Dr Ball said there were many positives in the budget, welcoming the unexpected $1 billion in university research funding, as well as the additional $459 million in funding for CSIRO. But these measures were about immediate-term survival, rather than longer term strategic investment.
There were some positives in the budget, but the glaring omission was the lack of a childcare component to the response. Clearly annoyed, Dr Ball says it is not simply that women will bare the brunt of the unemployment fall-out as a result, but that Australia continues to miss diversity targets or which childcare is an important contributing factor.
Dr Ball said government should also be using budget statements to pull whatever policy levers it can to improve board diversity and boost the ranks of female senior executives and female founders – because of the positive economic impact this has been proven to have.
Roy Green could possibly be accused of damning the budget with feint praise as he lightly applauded measures to stem the fall in investment in R&D – before immediately chronically the depth of that shocking fall to the lower ranks of the OECD in recent years.
And he too said the unexpected dollars directed at university research and the CSIRO was a good thing before questioning the modest scale of the investment by immediately comparing it to the giant R&D funding announcements of Germany, the UK, the US and even tiny Singapore ($20 billion).
But Prof Green is already focusing on the 2021 budget.
“We have to think on [this October budget] as a holding pattern. This fits the government logic,” he said.
“The first stage of the government response to COVID was really to introduce job protection and income protection. That was essential and they did that on a large scale and that has been commendable.

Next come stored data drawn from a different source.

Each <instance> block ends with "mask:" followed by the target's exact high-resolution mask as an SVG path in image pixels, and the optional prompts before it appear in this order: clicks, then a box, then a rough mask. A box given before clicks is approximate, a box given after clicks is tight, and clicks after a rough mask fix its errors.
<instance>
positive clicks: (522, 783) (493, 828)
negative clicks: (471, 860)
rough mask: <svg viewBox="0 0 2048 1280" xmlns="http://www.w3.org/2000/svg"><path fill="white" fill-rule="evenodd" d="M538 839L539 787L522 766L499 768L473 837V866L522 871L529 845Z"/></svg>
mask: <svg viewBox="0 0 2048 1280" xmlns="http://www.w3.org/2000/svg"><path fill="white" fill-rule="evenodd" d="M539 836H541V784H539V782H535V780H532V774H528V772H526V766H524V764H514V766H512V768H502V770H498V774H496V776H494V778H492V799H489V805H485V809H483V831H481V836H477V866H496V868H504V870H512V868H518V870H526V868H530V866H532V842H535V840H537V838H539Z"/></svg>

“This round is about job creation – JobMaker – and these measures are really focused on things like infrastructure.
“And now we look forward to the stage three response, which is the structural reform component.”
If the measures in this budget have been welcome, he said, what would be even more welcome in the next iteration would be “a broader national industrial strategy in which all of these components are joined-up in a much more coherent way.”

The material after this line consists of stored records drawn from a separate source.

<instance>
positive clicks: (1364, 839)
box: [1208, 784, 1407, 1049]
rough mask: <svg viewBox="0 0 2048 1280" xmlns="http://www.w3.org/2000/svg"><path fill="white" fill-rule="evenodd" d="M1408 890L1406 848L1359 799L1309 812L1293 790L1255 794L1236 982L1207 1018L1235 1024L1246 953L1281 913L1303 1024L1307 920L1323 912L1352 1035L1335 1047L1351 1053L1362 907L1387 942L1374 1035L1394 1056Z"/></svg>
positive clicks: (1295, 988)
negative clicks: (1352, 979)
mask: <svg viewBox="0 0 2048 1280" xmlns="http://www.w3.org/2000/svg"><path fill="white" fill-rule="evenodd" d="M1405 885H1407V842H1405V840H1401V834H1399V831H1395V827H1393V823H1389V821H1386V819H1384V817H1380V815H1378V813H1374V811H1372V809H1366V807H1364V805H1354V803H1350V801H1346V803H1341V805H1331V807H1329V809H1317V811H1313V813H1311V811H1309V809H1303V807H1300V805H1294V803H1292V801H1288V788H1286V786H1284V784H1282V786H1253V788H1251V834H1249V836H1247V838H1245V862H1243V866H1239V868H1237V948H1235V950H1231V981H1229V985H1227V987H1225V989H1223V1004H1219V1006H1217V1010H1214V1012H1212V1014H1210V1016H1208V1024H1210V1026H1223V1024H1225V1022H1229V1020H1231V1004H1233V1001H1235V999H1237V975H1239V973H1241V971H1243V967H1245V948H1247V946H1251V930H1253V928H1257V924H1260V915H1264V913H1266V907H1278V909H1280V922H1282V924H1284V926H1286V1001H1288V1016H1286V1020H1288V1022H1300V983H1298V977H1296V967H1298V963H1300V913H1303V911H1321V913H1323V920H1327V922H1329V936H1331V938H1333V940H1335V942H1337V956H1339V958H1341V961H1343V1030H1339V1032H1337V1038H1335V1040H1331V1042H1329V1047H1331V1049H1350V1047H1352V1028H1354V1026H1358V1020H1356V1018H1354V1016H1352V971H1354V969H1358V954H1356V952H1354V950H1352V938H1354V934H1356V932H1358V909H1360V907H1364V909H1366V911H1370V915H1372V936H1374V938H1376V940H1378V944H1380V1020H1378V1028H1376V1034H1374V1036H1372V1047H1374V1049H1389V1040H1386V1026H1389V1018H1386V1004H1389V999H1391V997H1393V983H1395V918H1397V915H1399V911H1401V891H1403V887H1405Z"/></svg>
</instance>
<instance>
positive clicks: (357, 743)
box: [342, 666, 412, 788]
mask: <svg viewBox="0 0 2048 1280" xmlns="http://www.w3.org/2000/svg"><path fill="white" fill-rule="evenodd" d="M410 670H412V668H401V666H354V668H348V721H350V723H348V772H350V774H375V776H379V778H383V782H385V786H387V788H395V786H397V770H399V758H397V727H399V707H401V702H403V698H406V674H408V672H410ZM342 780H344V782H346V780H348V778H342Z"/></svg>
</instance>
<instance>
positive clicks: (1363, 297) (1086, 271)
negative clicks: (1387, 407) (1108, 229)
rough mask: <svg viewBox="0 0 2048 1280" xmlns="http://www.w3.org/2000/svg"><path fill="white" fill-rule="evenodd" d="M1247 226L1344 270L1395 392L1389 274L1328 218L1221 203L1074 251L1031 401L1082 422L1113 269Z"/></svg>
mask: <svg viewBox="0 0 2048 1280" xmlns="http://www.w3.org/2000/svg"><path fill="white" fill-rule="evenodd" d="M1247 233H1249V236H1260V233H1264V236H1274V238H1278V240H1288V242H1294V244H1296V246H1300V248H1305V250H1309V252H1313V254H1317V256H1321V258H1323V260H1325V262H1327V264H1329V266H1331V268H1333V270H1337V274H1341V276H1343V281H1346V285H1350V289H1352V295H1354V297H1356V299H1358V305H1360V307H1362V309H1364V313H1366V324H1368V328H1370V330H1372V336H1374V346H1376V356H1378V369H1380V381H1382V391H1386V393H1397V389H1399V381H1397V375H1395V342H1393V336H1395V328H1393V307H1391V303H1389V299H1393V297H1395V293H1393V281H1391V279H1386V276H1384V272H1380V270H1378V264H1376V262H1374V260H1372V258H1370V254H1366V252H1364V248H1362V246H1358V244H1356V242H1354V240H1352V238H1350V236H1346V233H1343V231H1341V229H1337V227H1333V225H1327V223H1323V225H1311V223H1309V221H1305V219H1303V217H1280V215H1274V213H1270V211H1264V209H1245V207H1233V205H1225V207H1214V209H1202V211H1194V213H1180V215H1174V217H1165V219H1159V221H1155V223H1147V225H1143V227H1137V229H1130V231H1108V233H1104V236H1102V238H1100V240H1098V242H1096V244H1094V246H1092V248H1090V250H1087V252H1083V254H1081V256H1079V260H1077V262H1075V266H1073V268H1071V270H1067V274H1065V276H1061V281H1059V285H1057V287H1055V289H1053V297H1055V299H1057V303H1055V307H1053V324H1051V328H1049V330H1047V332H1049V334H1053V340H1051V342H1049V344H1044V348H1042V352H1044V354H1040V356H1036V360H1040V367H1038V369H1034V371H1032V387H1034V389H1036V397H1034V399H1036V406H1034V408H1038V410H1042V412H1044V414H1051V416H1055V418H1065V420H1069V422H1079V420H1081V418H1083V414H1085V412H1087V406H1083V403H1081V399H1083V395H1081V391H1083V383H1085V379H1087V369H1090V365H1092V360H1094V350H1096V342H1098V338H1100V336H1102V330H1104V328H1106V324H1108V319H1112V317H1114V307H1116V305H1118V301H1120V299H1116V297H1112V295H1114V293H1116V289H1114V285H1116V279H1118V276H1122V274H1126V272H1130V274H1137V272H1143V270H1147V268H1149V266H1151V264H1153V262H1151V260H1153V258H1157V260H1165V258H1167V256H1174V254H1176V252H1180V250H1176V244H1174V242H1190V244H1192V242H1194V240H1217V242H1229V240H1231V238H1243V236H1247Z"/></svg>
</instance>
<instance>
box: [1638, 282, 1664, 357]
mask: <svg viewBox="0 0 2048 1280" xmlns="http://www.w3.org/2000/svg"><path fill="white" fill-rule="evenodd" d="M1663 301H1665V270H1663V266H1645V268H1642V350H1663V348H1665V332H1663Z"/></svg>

“We can use this crisis as an opportunity to reposition the economy, which we still haven’t done since the mining boom. And that means [building] a more complex economy and a more research-intensive economy and one based more on knowledge and ingenuity.”
For Bang the Table founder Matt Crozier, there was a lot for the tech sector to like about the budget, given the enormous demands on the Treasury coffers from across the economy.
There are reasons for optimism in the sector, although Mt Crozier wants government to pay close attention to a generation of high-growth startups that have been stunted by COVID, companies with a funding runway that has been made difficult by the pandemic.
There are companies that would ordinarily have been travelling to international markets to build their businesses, but who have been unable to do this.
The changes to the Foreign Investment and Review Board (FIRB) rules will make it difficult for some companies to access capital and strategic partners to grow into international markets, and that will create problems for some promising startup companies.
Mr Crozier says he hopes government ratchets up policies to help “the next wave of absolute startups” at the earliest stage of the journey. There will be many people who lose their jobs in this pandemic who will have an idea and want to take the entrepreneurial route.
He has personal experience in this. “I started my business when I was made redundant from the government. It was the best thing that ever happened to me.”